Zürich

Unangemeldete Hausbesuche: Zürcher Volk wird wohl über Sozialdetektive abstimmen

Was dürfen Sozialdetektive und was nicht? Das letzte Wort haben voraussichtlich die Zürcherinnen und Zürcher. Die SVP will das Referendum gegen das neue Gesetz ergreifen. (Symbolbild)

Was dürfen Sozialdetektive und was nicht? Das letzte Wort haben voraussichtlich die Zürcherinnen und Zürcher. Die SVP will das Referendum gegen das neue Gesetz ergreifen. (Symbolbild)

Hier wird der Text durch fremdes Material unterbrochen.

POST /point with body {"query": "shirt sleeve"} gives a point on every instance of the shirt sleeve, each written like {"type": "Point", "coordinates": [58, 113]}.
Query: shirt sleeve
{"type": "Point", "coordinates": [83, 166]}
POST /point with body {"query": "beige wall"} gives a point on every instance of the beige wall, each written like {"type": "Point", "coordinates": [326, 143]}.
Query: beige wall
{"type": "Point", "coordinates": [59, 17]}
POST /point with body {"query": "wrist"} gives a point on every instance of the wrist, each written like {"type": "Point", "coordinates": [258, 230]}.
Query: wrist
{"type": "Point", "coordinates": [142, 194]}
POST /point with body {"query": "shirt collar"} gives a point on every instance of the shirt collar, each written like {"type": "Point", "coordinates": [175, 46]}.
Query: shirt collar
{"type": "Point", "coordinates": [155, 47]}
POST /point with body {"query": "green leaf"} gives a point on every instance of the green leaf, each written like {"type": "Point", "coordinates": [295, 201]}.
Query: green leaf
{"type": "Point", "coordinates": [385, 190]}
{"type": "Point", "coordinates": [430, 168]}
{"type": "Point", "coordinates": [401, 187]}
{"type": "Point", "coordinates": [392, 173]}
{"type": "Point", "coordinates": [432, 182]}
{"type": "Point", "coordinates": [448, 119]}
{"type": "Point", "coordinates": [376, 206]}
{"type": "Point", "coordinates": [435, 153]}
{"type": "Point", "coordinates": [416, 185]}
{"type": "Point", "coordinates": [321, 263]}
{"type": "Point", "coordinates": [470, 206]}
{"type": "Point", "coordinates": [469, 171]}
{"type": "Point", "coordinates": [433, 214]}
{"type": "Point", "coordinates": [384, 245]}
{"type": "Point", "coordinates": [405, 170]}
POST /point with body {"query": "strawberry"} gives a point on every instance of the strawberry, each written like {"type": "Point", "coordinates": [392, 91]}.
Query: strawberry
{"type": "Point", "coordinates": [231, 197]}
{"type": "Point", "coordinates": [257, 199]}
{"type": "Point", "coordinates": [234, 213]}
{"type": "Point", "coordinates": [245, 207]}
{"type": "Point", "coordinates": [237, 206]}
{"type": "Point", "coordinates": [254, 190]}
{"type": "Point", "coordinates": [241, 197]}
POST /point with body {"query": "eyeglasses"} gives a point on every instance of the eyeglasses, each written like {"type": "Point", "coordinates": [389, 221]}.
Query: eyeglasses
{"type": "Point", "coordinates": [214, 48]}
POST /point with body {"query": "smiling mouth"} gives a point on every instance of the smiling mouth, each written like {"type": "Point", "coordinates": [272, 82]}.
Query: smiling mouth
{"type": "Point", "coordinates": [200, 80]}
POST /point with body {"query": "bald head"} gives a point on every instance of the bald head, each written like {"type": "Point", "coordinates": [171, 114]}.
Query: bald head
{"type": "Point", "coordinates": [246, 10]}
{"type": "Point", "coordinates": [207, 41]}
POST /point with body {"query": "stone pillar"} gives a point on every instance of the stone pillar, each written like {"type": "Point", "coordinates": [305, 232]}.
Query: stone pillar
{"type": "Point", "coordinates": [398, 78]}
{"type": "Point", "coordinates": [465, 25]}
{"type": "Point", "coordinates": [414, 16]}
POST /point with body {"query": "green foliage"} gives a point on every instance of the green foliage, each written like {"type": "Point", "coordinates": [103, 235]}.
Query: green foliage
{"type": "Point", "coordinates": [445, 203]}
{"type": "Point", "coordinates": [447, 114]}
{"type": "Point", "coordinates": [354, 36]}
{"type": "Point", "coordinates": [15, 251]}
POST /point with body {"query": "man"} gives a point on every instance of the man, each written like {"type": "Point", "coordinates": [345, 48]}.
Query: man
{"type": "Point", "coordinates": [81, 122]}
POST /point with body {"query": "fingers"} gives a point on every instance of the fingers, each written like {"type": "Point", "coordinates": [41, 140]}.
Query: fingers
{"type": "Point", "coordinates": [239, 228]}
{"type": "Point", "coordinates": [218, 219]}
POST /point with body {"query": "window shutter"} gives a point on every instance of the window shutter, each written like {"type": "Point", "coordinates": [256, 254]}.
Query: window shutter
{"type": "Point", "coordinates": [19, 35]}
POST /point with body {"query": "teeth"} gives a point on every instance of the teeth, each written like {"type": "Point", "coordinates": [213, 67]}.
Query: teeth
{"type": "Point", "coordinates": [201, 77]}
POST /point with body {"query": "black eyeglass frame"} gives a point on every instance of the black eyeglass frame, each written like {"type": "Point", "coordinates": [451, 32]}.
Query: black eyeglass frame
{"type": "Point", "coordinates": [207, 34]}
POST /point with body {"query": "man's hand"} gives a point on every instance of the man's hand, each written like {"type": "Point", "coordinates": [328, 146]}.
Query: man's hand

Sozialdetektive im Kanton Zürich dürfen keine unangemeldeten Hausbesuche machen, die Gemeinden müssen Observationen zudem vom Bezirksrat genehmigen lassen. Dies hat der Kantonsrat am Montag in zweiter Lesung entschieden. Für die SVP ist das zu zahnlos. Sie will die Sache vors Volk bringen.

Seit drei Jahren ringt die Zürcher Politik um eine gesetzliche Grundlage für Sozialdetektive. Diese fehlte bisher, ist aber gemäss einem Entscheid des Europäischen Gerichtshofs für Menschenrechte (EGMR) dringend notwendig.

FDP und SVP reichten 2017 eine Parlamentarische Initiative ein, um eine solche gesetzliche Grundlage zu schaffen. Mit dem bisherigen Ergebnis sind sie allerdings gar nicht zufrieden. Bereits in der ersten Lesung im November 2019 zog der links-grün dominierte Kantonsrat ihren Vorschlägen die Zähne.

Er entschied damals, dass Sozialdetektive zwar eingesetzt werden dürfen, diese aber keine unangekündigten Hausbesuche machen sollen. Zudem dürfen sie Autos nicht heimlich mit GPS-Trackern ausrüsten, um die Bewegungen der Sozialhilfebezüger zu orten.

Die Bürgerlichen wollten zudem, dass die kommunalen Sozialämter die Observationen im Verdachtsfall selbst anordnen können. Doch auch hier setzte sich die neue rot-grüne Mehrheit durch und übertrug diese Kompetenz dem Bezirksrat.

Bei dieser «sanfteren Variante» blieb es auch am Montag bei der zweiten Lesung. Sie wurde mit 88 zu 85 Stimmen gutgeheissen, sehr zum Ärger von FDP und SVP.

Die beiden Parteien hatten einen Rückkommensantrag gestellt, um zumindest über die Hausbesuche und die Bewilligung durch den Bezirksrat erneut abstimmen zu können.

Dieser Rückkommensantrag wurde auch gutgeheissen und es wurde erneut debattiert - am Ergebnis änderte dies jedoch nichts, obwohl ein Teil der CVP sich den Bürgerlichen anschloss. Die rot-grüne Mehrheit blieb gemäss SP-Sprecher beim «sorgfältig austarierten Vorschlag» der ersten Lesung.

Das letzte Wort hat nun voraussichtlich das Volk. SVP-Kantonsrat Claudio Schmid (Bülach) kündigte bereits während der Debatte an, dass das «Thema hier nicht beendet ist» und die SVP diesen Täterschutz nicht akzeptiere. Sie will nun das Referendum ergreifen.